About classification using a neural network

39 Views Asked by At

I am trying to remember how a neural network is used for classification (Been a while since I took the course).

Let the training data have output labels $1,2,3$, consider a single layer perceptron and let there be only one training sample for simplicity. Let the activation function be denoted by $f$. I remember that for a training sample $x\in \mathbb{R}^n$, the output of the network is $f(w_0+w_1x_1+\ldots+w_nx_n)$ where $f$ is a Linear function and the network learns weights iteratively by minimizing an objective function like, for example, the square of difference of predicted and observed output values.

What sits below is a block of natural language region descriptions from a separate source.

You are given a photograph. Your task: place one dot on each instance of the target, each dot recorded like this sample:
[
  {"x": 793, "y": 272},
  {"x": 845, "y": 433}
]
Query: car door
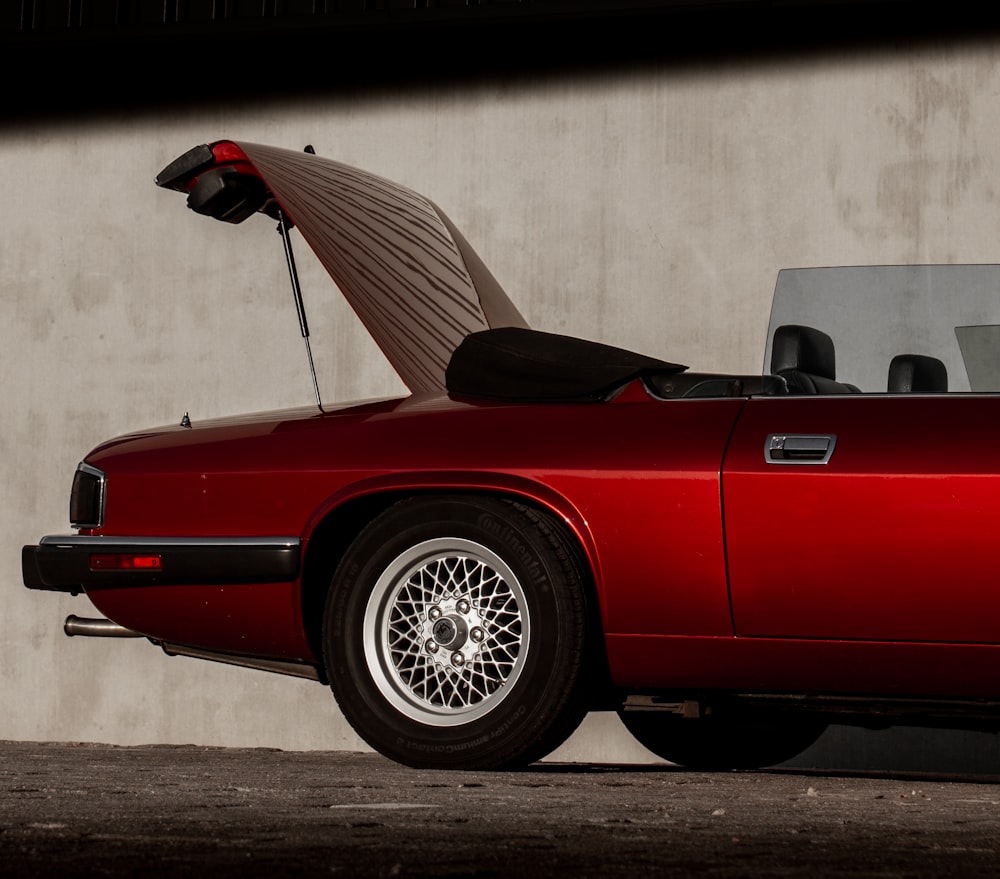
[{"x": 865, "y": 517}]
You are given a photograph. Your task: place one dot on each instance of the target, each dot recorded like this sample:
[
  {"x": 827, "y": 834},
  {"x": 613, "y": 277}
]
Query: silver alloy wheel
[{"x": 446, "y": 631}]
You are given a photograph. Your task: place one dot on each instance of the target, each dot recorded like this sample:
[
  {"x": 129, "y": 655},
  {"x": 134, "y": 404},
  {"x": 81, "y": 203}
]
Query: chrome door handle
[{"x": 799, "y": 448}]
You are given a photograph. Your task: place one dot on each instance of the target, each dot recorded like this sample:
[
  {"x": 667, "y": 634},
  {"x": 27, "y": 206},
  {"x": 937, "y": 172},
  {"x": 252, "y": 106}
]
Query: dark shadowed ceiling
[{"x": 79, "y": 57}]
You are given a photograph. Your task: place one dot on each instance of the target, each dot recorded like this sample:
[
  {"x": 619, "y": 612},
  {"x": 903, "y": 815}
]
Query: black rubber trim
[{"x": 63, "y": 564}]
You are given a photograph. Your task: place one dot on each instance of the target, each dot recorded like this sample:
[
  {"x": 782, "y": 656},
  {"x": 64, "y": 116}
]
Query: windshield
[{"x": 875, "y": 313}]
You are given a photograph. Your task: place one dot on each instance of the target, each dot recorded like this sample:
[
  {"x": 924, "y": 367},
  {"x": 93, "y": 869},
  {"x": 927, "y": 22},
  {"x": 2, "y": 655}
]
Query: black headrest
[
  {"x": 803, "y": 349},
  {"x": 917, "y": 374}
]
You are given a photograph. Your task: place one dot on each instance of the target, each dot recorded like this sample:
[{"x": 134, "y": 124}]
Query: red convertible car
[{"x": 547, "y": 526}]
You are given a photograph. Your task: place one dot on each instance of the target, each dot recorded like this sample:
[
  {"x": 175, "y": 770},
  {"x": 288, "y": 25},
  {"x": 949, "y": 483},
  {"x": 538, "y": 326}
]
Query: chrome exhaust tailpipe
[{"x": 99, "y": 628}]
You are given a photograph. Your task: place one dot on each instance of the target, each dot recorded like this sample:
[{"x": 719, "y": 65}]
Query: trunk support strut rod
[{"x": 284, "y": 228}]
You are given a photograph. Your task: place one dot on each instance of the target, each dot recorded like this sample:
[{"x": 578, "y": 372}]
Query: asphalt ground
[{"x": 154, "y": 811}]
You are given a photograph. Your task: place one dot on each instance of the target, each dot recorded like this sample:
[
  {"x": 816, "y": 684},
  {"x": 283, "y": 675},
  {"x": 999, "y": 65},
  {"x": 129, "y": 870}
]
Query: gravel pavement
[{"x": 73, "y": 809}]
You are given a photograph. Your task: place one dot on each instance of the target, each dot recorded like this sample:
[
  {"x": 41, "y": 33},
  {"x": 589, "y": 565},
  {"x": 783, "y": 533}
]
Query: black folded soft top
[{"x": 515, "y": 363}]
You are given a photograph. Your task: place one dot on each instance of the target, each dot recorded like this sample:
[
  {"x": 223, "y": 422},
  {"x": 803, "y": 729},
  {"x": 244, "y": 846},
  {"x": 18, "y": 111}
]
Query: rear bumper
[{"x": 69, "y": 563}]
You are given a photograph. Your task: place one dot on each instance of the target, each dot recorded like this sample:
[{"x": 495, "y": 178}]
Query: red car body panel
[
  {"x": 607, "y": 470},
  {"x": 893, "y": 540},
  {"x": 707, "y": 541}
]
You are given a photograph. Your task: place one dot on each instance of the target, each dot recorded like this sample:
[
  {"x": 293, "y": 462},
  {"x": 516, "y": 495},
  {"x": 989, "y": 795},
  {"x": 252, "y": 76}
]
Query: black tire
[
  {"x": 741, "y": 741},
  {"x": 455, "y": 634}
]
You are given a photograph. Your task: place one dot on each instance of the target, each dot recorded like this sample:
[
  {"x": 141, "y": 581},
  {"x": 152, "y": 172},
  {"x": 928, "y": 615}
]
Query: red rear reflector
[{"x": 125, "y": 562}]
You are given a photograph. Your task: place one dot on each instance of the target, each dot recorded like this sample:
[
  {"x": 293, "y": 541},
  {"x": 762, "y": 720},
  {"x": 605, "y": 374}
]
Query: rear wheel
[
  {"x": 740, "y": 741},
  {"x": 455, "y": 634}
]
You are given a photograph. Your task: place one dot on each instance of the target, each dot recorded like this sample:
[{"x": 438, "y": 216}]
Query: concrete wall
[{"x": 650, "y": 209}]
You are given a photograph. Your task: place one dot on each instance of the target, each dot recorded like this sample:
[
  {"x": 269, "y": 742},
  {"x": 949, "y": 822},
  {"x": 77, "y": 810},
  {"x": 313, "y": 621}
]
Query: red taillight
[{"x": 125, "y": 562}]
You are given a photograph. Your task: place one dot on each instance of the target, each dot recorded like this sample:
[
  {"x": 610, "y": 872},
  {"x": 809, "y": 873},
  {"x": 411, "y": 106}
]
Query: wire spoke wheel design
[
  {"x": 445, "y": 631},
  {"x": 455, "y": 633}
]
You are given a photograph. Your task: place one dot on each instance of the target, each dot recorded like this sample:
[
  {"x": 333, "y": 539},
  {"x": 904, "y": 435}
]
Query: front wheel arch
[
  {"x": 471, "y": 570},
  {"x": 337, "y": 529}
]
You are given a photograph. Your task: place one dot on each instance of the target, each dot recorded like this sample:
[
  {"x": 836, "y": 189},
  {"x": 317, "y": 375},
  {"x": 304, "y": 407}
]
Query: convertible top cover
[{"x": 512, "y": 363}]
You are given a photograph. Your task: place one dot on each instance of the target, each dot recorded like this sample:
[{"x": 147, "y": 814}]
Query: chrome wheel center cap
[{"x": 450, "y": 632}]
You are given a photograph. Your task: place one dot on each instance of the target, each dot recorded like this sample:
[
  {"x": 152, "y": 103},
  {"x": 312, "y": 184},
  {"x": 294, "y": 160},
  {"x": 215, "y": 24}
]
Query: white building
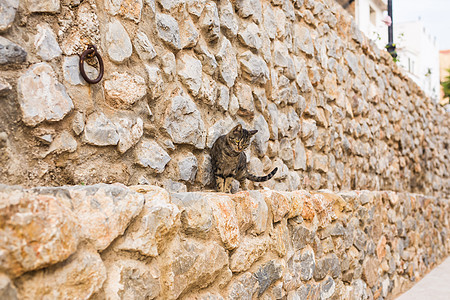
[
  {"x": 369, "y": 15},
  {"x": 418, "y": 54}
]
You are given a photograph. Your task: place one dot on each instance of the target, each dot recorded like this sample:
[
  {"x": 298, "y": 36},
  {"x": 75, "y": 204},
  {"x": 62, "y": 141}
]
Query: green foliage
[{"x": 446, "y": 85}]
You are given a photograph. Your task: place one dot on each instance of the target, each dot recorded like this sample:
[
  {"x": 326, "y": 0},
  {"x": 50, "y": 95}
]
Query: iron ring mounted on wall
[{"x": 91, "y": 51}]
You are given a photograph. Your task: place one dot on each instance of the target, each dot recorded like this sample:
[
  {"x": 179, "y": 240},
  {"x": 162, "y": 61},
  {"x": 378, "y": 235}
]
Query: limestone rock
[
  {"x": 252, "y": 211},
  {"x": 352, "y": 62},
  {"x": 279, "y": 202},
  {"x": 168, "y": 30},
  {"x": 301, "y": 266},
  {"x": 190, "y": 72},
  {"x": 223, "y": 97},
  {"x": 219, "y": 128},
  {"x": 228, "y": 19},
  {"x": 155, "y": 81},
  {"x": 188, "y": 168},
  {"x": 255, "y": 68},
  {"x": 154, "y": 227},
  {"x": 41, "y": 96},
  {"x": 38, "y": 230},
  {"x": 196, "y": 213},
  {"x": 249, "y": 251},
  {"x": 45, "y": 43},
  {"x": 79, "y": 277},
  {"x": 11, "y": 53},
  {"x": 78, "y": 122},
  {"x": 5, "y": 88},
  {"x": 328, "y": 287},
  {"x": 246, "y": 103},
  {"x": 149, "y": 154},
  {"x": 7, "y": 289},
  {"x": 244, "y": 287},
  {"x": 209, "y": 62},
  {"x": 191, "y": 264},
  {"x": 8, "y": 9},
  {"x": 303, "y": 40},
  {"x": 299, "y": 156},
  {"x": 129, "y": 9},
  {"x": 250, "y": 37},
  {"x": 228, "y": 65},
  {"x": 247, "y": 8},
  {"x": 195, "y": 7},
  {"x": 125, "y": 88},
  {"x": 268, "y": 274},
  {"x": 270, "y": 25},
  {"x": 109, "y": 209},
  {"x": 226, "y": 219},
  {"x": 118, "y": 42},
  {"x": 262, "y": 136},
  {"x": 144, "y": 47},
  {"x": 210, "y": 22},
  {"x": 184, "y": 123},
  {"x": 65, "y": 142},
  {"x": 205, "y": 175},
  {"x": 49, "y": 6},
  {"x": 100, "y": 130},
  {"x": 188, "y": 34},
  {"x": 130, "y": 132},
  {"x": 132, "y": 279}
]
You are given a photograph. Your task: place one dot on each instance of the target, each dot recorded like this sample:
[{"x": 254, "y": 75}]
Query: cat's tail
[{"x": 261, "y": 178}]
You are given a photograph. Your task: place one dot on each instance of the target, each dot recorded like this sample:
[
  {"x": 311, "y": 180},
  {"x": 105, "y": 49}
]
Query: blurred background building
[{"x": 418, "y": 51}]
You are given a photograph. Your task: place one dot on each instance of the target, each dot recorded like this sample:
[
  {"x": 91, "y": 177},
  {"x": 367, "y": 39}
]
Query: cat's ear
[{"x": 237, "y": 128}]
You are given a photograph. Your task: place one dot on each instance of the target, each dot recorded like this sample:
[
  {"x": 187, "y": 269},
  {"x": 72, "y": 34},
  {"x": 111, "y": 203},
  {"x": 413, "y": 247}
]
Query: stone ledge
[{"x": 117, "y": 242}]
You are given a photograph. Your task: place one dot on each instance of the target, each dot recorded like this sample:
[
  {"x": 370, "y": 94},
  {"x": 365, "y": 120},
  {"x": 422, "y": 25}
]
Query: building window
[{"x": 373, "y": 16}]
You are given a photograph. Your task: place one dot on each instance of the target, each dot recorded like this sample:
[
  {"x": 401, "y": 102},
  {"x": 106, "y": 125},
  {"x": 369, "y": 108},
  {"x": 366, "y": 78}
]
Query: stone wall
[
  {"x": 332, "y": 110},
  {"x": 113, "y": 242}
]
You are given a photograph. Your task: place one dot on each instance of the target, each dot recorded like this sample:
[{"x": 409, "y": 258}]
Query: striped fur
[{"x": 229, "y": 160}]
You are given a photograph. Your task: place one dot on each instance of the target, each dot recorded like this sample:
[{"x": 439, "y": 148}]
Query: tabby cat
[{"x": 229, "y": 160}]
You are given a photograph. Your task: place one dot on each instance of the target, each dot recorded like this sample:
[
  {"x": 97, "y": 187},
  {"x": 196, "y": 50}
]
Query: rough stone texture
[
  {"x": 188, "y": 168},
  {"x": 45, "y": 42},
  {"x": 184, "y": 123},
  {"x": 340, "y": 114},
  {"x": 149, "y": 154},
  {"x": 168, "y": 30},
  {"x": 156, "y": 224},
  {"x": 7, "y": 289},
  {"x": 100, "y": 131},
  {"x": 118, "y": 42},
  {"x": 190, "y": 72},
  {"x": 248, "y": 252},
  {"x": 125, "y": 88},
  {"x": 8, "y": 9},
  {"x": 226, "y": 57},
  {"x": 41, "y": 96},
  {"x": 49, "y": 6},
  {"x": 37, "y": 231},
  {"x": 79, "y": 277},
  {"x": 131, "y": 279},
  {"x": 130, "y": 132},
  {"x": 130, "y": 9},
  {"x": 144, "y": 47},
  {"x": 191, "y": 264},
  {"x": 163, "y": 245},
  {"x": 254, "y": 67}
]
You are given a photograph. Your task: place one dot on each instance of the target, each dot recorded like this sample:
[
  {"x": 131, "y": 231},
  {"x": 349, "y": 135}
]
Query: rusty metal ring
[{"x": 91, "y": 51}]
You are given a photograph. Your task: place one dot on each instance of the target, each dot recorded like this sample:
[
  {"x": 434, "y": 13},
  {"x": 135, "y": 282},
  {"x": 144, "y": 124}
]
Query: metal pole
[{"x": 391, "y": 27}]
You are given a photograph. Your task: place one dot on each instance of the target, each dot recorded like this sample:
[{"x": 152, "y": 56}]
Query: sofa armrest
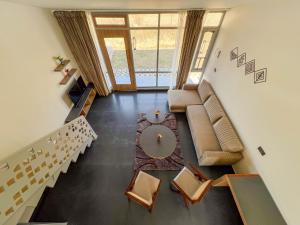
[
  {"x": 210, "y": 158},
  {"x": 190, "y": 86}
]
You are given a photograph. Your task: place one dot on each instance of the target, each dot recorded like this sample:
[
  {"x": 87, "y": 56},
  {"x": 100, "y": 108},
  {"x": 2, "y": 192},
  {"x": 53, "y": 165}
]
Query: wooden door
[{"x": 117, "y": 53}]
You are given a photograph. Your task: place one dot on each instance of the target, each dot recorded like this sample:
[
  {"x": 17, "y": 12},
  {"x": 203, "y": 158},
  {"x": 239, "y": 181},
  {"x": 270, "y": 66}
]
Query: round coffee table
[
  {"x": 155, "y": 149},
  {"x": 152, "y": 118}
]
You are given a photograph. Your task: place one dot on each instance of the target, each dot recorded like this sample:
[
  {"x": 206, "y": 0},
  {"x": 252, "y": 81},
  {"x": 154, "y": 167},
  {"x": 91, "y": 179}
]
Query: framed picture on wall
[
  {"x": 241, "y": 60},
  {"x": 234, "y": 54}
]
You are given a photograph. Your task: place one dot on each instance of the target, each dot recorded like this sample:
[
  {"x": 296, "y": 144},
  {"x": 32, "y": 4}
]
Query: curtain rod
[{"x": 142, "y": 10}]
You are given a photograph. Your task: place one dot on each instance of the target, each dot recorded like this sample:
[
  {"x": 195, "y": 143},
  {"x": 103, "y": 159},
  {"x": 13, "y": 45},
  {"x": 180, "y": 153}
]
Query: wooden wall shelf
[
  {"x": 61, "y": 66},
  {"x": 67, "y": 77}
]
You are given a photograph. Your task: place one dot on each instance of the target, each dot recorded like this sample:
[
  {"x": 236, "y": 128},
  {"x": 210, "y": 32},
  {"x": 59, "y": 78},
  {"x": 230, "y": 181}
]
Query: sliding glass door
[
  {"x": 154, "y": 39},
  {"x": 153, "y": 45}
]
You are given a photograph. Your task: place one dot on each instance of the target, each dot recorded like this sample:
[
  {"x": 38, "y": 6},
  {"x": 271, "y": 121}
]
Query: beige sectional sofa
[{"x": 215, "y": 139}]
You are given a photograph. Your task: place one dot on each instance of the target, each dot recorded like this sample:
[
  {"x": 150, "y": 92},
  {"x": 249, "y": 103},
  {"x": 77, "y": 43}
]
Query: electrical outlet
[{"x": 261, "y": 151}]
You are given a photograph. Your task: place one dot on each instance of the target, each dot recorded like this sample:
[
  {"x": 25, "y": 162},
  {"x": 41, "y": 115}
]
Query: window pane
[
  {"x": 164, "y": 79},
  {"x": 118, "y": 59},
  {"x": 167, "y": 49},
  {"x": 114, "y": 21},
  {"x": 205, "y": 44},
  {"x": 213, "y": 19},
  {"x": 194, "y": 77},
  {"x": 143, "y": 20},
  {"x": 169, "y": 20},
  {"x": 145, "y": 79},
  {"x": 144, "y": 44}
]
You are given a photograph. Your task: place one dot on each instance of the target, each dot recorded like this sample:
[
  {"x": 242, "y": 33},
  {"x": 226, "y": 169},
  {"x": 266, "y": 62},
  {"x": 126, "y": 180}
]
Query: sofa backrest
[
  {"x": 214, "y": 109},
  {"x": 228, "y": 139},
  {"x": 225, "y": 132},
  {"x": 205, "y": 90}
]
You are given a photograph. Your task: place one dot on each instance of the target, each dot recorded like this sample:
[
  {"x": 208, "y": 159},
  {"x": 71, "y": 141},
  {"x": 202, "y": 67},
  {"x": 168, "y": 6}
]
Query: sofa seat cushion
[
  {"x": 180, "y": 99},
  {"x": 214, "y": 109},
  {"x": 227, "y": 136},
  {"x": 205, "y": 90},
  {"x": 202, "y": 131}
]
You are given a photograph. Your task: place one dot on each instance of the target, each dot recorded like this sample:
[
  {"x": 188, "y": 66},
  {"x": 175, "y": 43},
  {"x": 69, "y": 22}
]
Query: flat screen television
[{"x": 77, "y": 90}]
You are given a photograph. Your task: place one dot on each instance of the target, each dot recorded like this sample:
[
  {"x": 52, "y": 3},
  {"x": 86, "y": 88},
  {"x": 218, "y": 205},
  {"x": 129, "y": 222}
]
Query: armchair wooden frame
[
  {"x": 130, "y": 197},
  {"x": 187, "y": 200}
]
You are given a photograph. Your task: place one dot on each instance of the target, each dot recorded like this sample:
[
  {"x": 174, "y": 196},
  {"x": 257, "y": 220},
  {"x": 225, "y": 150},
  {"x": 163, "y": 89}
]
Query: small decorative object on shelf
[
  {"x": 157, "y": 113},
  {"x": 159, "y": 137},
  {"x": 67, "y": 77},
  {"x": 59, "y": 59},
  {"x": 67, "y": 71}
]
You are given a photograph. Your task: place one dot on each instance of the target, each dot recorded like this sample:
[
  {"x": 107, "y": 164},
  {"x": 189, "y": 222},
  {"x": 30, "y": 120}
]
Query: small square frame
[
  {"x": 234, "y": 53},
  {"x": 260, "y": 76},
  {"x": 241, "y": 60},
  {"x": 250, "y": 67}
]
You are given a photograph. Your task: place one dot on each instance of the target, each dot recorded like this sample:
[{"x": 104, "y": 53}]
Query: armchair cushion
[
  {"x": 190, "y": 184},
  {"x": 144, "y": 188}
]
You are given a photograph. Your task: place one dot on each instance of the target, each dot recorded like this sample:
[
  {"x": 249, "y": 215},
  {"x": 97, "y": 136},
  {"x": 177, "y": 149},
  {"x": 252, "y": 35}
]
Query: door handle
[{"x": 134, "y": 43}]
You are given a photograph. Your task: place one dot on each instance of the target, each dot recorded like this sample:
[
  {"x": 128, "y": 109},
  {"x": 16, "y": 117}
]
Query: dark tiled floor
[{"x": 91, "y": 193}]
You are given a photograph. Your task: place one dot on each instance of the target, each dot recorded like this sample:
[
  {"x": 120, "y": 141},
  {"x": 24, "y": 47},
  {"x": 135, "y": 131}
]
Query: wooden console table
[{"x": 253, "y": 200}]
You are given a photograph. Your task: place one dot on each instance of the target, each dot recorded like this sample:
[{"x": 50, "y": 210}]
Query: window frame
[
  {"x": 215, "y": 30},
  {"x": 110, "y": 15}
]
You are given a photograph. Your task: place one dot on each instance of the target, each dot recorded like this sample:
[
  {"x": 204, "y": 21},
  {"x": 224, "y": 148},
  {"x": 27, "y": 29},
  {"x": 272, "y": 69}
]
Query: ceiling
[{"x": 132, "y": 4}]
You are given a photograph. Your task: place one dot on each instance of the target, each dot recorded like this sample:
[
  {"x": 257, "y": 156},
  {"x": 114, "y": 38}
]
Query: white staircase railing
[{"x": 25, "y": 174}]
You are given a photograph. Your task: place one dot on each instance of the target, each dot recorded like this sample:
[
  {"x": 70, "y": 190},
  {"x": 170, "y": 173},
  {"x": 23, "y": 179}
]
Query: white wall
[
  {"x": 31, "y": 98},
  {"x": 265, "y": 114}
]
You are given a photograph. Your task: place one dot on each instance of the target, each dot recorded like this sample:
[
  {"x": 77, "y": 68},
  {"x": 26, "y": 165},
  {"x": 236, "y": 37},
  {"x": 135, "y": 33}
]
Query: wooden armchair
[
  {"x": 191, "y": 184},
  {"x": 143, "y": 188}
]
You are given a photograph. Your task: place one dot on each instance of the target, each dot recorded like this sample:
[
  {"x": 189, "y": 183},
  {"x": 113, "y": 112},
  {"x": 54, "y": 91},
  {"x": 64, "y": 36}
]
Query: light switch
[{"x": 261, "y": 151}]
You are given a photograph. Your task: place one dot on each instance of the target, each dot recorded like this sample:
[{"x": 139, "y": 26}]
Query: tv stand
[{"x": 84, "y": 104}]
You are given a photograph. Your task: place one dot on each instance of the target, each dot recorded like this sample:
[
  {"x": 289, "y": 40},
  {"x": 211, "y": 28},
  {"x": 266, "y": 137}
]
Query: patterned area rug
[{"x": 144, "y": 162}]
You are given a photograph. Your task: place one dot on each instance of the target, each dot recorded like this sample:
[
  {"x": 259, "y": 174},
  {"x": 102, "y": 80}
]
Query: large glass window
[
  {"x": 153, "y": 38},
  {"x": 211, "y": 25}
]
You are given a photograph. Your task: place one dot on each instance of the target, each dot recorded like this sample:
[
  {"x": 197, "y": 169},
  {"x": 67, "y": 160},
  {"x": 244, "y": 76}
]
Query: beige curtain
[
  {"x": 76, "y": 31},
  {"x": 192, "y": 30}
]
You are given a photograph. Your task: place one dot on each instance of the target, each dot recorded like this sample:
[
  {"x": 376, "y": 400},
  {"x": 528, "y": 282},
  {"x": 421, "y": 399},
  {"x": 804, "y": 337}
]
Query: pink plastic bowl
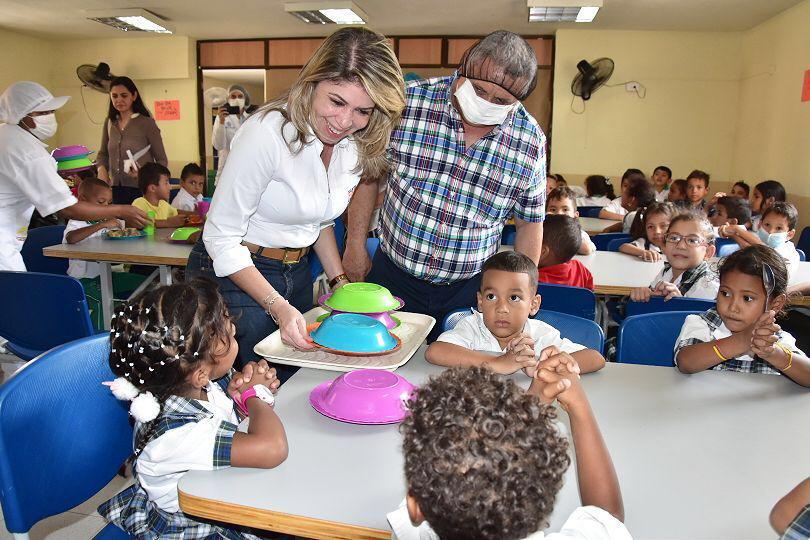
[
  {"x": 203, "y": 207},
  {"x": 365, "y": 396}
]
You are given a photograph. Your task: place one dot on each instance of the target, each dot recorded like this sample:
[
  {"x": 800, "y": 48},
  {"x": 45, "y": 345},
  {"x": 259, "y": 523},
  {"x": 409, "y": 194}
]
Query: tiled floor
[{"x": 80, "y": 522}]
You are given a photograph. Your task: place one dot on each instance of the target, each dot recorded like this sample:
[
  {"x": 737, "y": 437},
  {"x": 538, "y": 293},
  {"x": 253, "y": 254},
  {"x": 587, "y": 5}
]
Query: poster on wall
[{"x": 167, "y": 109}]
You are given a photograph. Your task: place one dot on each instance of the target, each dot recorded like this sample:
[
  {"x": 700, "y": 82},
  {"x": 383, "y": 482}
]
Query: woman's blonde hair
[{"x": 355, "y": 55}]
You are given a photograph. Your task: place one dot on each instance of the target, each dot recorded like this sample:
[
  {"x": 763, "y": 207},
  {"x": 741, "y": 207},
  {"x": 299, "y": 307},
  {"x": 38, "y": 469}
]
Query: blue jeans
[
  {"x": 422, "y": 296},
  {"x": 292, "y": 281}
]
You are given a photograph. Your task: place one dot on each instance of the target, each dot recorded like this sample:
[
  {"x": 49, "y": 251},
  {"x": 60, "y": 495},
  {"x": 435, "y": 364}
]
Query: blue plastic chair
[
  {"x": 63, "y": 435},
  {"x": 31, "y": 252},
  {"x": 649, "y": 339},
  {"x": 602, "y": 240},
  {"x": 566, "y": 299},
  {"x": 48, "y": 310},
  {"x": 589, "y": 211},
  {"x": 727, "y": 249},
  {"x": 582, "y": 331},
  {"x": 657, "y": 305}
]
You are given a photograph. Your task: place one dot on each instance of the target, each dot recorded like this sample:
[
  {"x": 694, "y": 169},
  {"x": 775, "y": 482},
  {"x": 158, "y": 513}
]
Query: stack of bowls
[
  {"x": 368, "y": 299},
  {"x": 72, "y": 159}
]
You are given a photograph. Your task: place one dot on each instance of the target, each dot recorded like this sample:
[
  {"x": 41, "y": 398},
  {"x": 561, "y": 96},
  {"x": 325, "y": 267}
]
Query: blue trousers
[
  {"x": 422, "y": 296},
  {"x": 292, "y": 281}
]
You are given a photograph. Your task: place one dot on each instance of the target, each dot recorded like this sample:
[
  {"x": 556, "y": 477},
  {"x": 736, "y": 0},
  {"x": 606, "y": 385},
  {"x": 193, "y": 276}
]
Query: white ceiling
[{"x": 217, "y": 19}]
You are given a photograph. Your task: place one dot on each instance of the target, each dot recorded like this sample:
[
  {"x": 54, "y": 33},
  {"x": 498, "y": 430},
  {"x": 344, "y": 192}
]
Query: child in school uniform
[
  {"x": 741, "y": 333},
  {"x": 765, "y": 195},
  {"x": 192, "y": 182},
  {"x": 153, "y": 180},
  {"x": 172, "y": 351},
  {"x": 617, "y": 208},
  {"x": 562, "y": 200},
  {"x": 502, "y": 324},
  {"x": 697, "y": 187},
  {"x": 689, "y": 244},
  {"x": 599, "y": 191},
  {"x": 485, "y": 460},
  {"x": 648, "y": 232}
]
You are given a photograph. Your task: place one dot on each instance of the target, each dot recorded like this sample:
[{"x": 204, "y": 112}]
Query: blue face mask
[{"x": 773, "y": 240}]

Theoretically can I use any activation function for a classification problem? For example, if I use the activation function $f(y)=y$ for $y\in \mathbb{R}$, then the output of the neural network, after the iterative process of learning weights, is a real number. But the desired output is an integer in $\{1,2,3\}$. So that is unsettling for me?

1

There are 1 best solutions below

5
On BEST ANSWER

For classification problems, we generally use different output nodes for different labels. So we will have output $y_1, y_2, y_3$, and each output will go through that linear weighted sum and activation function. Then the probabilities of it being a specific label, given the outputs is calculated using another function, maybe something like $p_1 = \frac{y_1}{y_1+y_2+y_3}$ just for an example. Given enough data points it can learn these probabilities for all types of $\textbf{linear}$ problems.

For more common use problems which are non-linear, you have to use a non linear activation function like ReLu or sigmoid, and the network also has to have more than one layer.